Why Maine’s Entrepreneurial Ecosystem Needs To Go Blockchain by Martha Bentley, MTI’s Director of Innovation Infrastructure

“Blockchain’s decentralized, open… nature allow people to trust each other and transact peer to peer, making the need for intermediaries obsolete. This also brings unprecedented security benefits. Hacking attacks that commonly impact large centralized intermediaries like banks would be virtually impossible to pull off on the blockchain.” https://medium.com/blockchain-review/how-does-the-blockchain-work-for-dummies-explained-simply-9f94d386e093


graphics credit: jackbruner.com – blogpost: “Blockchain: This is going to change everything”


I have been reading a lot about blockchain technology lately, trying to understand exactly what all the buzz is about. I am no technologist, but I know a good metaphor when I see one.  And, before all you software developers reading this jump in – it is an imperfect metaphor, as social and digital networks are not exactly the same.

For the past seven years, I have been involved in an effort in the State of Maine to build a strong entrepreneurial ecosystem. This effort has been an evolution in network building and organizational structure.  Sometimes deliberately and sometimes serendipitously, we have been moving from a centralized to a distributed network of individuals and organizations.  Maine Accelerates Growth, from its inception in 2011 as Blackstone Accelerates Growth, moved from a centralized model with one executive director, to a decentralized model with three collaborating partners, to a more distributed network currently with 19 different organizational partners.  These 19 partners have worked together since 2015 to build a strong and resilient entrepreneurial ecosystem, all with MTI’s quiet financial and administrative support.

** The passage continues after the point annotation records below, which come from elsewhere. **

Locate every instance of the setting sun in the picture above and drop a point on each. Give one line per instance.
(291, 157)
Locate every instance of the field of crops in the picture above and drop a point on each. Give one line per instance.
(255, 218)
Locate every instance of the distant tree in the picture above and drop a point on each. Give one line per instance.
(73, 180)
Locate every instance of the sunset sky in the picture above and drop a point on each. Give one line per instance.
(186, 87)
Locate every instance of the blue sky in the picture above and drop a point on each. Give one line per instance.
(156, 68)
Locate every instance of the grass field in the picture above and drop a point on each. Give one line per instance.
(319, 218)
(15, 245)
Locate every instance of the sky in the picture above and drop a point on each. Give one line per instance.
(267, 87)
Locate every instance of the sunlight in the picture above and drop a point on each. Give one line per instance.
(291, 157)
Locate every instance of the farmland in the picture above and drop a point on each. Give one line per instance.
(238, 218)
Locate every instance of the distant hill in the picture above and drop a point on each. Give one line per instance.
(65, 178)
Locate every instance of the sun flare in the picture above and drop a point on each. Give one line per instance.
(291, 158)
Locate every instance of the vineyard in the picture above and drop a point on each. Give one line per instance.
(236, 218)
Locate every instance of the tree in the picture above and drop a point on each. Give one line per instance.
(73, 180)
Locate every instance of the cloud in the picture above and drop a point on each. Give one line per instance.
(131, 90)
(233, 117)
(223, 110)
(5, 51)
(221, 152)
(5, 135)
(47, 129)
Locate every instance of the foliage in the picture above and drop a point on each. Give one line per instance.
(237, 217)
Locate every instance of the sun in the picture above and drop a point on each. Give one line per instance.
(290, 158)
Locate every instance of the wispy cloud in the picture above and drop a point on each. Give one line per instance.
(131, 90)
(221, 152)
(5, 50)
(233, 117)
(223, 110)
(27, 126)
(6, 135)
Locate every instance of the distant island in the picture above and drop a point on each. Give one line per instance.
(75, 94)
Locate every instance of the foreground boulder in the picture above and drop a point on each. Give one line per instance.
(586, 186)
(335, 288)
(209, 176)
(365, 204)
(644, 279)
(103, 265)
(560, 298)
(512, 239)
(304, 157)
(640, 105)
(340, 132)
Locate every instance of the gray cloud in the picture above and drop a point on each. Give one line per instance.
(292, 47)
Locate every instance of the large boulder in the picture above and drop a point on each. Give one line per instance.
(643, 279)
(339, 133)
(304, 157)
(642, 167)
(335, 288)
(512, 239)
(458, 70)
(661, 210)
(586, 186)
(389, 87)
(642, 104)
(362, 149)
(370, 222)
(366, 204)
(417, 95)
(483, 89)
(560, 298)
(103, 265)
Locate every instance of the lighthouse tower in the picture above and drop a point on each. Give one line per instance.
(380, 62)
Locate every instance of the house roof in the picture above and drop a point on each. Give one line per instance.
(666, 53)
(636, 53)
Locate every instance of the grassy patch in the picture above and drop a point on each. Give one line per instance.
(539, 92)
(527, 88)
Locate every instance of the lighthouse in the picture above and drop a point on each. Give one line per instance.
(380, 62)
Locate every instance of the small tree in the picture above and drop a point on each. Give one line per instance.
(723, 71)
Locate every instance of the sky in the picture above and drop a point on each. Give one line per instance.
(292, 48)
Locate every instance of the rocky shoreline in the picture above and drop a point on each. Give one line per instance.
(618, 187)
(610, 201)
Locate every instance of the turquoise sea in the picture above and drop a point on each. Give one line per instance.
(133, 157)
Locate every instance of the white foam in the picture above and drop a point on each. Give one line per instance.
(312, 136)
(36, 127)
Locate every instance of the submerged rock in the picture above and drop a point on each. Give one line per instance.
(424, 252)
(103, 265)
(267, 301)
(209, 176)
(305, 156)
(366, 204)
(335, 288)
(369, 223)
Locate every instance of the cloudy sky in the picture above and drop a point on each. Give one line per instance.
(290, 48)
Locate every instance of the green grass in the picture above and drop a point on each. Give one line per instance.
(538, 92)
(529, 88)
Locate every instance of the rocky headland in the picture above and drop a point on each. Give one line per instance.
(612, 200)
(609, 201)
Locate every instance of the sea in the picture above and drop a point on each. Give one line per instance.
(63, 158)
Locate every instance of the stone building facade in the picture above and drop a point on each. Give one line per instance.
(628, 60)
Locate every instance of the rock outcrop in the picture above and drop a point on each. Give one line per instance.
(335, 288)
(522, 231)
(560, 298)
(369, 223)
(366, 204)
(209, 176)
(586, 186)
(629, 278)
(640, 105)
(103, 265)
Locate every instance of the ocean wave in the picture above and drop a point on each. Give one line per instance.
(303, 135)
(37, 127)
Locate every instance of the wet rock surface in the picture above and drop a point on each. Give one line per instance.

This week, however, our ecosystem demonstrated that we haven’t arrived at a true distributed network, impervious to the social equivalent of hackers. Instead, our ecosystem showed its vulnerability – by allowing power and influence to be accumulated into one node or individual of the network, our network has been weakened. We have learned that one of our network “nodes” has behaved in inappropriate ways with female members of our ecosystem, many of whom felt unable to come forward for fear of his extensive influence within the network.  By allowing one individual to position himself as a critical and prodigious leader without whom the network would founder, we disempowered others, most especially women, within the ecosystem.

Distributed networks are by their nature unmanaged and somewhat foreign to more traditional, closed styles – just as blockchain technology is foreign to most current transactional systems. And make no mistake, distributed networks, like Blockchain, disrupt the status quo. But our system’s concentration of influence proved to be a fragility revealed this week. By allowing one individual to be a trusted intermediary, rather than building a peer-to-peer trust-based network, our ecosystem suffered setback and loss: the loss of a promising new organization – Venture Hall, the loss of an opportunity for national leadership- the Kauffman Foundation Entrepreneurs Policy Network, and the loss of trust within the network.

Our entrepreneurial ecosystem, however, has also gained an opportunity: an opportunity to learn from mistakes, an opportunity to recognize and embrace the value in distributed networks, an opportunity for others to step forward who have been shunted to the side, an opportunity for open discussion about gender disparity.  And, an opportunity to be better about sharing power, giving away credit, opening communication and fostering trust.

The lessons to be learned here are many. The national conversation happening now around gender roles, implicit power dynamics, appropriate behavior for men and women, and equity in the workplace – whether as volunteers, collaborators, or employees – is playing itself out within our networks, our ecosystem. It is up to us, the nodes of the network, to learn from the mistakes.